If your matrix $A$ has the same value in each entry, call it $a$, then what are the possible eigenvalue-eigenvector pairs for it? If $v=(v_1,v_2,\dots,v_n)$, note that $Av=\lambda v$ implies $a\sum_{j=1}^n v_j = \lambda v_k$ for each $1\leq k\leq n$.
Now we have two cases.
Case 1: $\lambda\neq 0$. This quickly implies that $v_1=v_2=\dots=v_n$ and that $\lambda =na$. The 'only' eigenvector for this will be (up to scaling) $(1,1,\dots,1)$.
Case 2: $\lambda=0$. Here the only restriction we have is that $v_1+v_2+\dots+v_n=0$. The solutions form an $n-1$ dimensional subspace and we can take for eigenvectors, for example $(1,-1,0,0,\dots,0)$, $(1,0,-1,0,\dots,0)$ and so on and finally $(1,0,0,0,\dots,-1)$.

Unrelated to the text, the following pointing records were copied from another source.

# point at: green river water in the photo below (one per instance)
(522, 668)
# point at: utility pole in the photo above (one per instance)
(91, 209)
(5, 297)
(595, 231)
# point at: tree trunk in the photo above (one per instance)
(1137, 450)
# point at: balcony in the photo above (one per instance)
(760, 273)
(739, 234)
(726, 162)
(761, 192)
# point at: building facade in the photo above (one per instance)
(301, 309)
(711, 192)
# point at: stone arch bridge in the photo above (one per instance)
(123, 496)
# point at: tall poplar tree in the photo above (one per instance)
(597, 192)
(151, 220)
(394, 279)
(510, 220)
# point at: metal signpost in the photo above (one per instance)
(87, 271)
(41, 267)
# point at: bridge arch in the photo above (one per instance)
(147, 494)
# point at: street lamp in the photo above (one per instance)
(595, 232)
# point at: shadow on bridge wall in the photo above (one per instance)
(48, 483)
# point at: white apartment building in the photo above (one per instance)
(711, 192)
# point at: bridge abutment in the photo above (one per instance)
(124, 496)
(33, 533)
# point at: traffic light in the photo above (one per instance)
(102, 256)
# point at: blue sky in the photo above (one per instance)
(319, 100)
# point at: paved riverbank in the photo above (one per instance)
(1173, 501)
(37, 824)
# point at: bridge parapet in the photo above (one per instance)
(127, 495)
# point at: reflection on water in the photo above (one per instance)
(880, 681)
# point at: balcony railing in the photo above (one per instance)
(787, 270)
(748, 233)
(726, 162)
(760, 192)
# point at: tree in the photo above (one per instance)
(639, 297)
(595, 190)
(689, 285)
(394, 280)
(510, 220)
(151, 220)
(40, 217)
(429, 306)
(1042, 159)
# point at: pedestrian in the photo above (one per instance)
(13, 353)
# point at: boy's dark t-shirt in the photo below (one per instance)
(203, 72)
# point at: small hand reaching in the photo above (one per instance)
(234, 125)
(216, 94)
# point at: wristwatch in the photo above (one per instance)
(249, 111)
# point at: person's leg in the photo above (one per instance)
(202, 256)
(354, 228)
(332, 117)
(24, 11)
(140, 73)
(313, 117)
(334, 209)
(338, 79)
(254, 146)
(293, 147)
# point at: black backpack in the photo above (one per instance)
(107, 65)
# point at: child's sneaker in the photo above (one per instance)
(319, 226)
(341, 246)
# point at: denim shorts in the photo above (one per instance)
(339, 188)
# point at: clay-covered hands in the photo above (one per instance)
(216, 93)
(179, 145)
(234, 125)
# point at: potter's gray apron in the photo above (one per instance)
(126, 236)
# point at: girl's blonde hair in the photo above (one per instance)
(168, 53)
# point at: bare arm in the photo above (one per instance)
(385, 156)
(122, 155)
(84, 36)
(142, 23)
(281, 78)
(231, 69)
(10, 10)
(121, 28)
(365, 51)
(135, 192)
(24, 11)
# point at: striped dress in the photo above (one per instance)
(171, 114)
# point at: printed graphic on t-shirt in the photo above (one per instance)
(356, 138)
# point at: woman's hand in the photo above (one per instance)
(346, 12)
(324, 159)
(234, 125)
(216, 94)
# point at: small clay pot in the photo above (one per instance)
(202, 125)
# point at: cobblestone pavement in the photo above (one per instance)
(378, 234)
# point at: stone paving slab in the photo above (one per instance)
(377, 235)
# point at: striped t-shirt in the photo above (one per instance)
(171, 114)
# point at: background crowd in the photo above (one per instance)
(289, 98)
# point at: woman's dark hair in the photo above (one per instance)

We see that we have $n$ linearly independent eigenvectors, so they form a basis, which means the matrix is diagonalizable. Since the only eigenvalues are $0$ and $na$, the characteristic poly is $x^{n-1}(x-na)$. But since the matrix is diagonalizable, the minimal poly can only have linear factors, so the minimal poly is $x(x-na)$.